8. Beklentiler ve Tatmin Düzeyi

Etkinlik öncesi öğrenci beklentilerinin çoğunlukla özel gereksinimli bireyleri tanımak ve onları daha iyi anlamaya yönelik olduğu tespit edilmiştir. Uygulama sonrasında ise öğrencilerin bu beklentilerinin büyük ölçüde karşılandığı, doğrudan temasın ve etkileşimin etkili bir öğrenme süreci yarattığı ifade edilmiştir.

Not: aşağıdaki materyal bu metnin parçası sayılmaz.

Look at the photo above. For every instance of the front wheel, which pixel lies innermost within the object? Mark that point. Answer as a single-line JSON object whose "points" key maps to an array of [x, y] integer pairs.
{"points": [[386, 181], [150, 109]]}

Bu deneyimin, öğrencilerde kişisel farkındalık yaratmanın yanı sıra mesleki sorumluluk duygusunu da güçlendirdiği görülmektedir.

Sonuç olarak, uygulama sürecinin sonunda öğrencilerde özel gereksinimli bireylere yönelik tutumun olumlu yönde geliştiği, empati duygusunun arttığı ve bu alana yönelik ilgilerinin/güdülenmelerinin güçlendiği belirlenmiştir. Bazı öğrenciler, bu deneyim sayesinde gelecekte adapte edilmiş fiziksel aktivite alanında uzmanlaşma yönünde motivasyon kazandıklarını ifade etmişlerdir. Bu durum, uygulama temelli öğrenmenin yalnızca bilgi düzeyini değil, duyuşsal boyutta da kalıcı etkiler yaratabildiğini göstermektedir.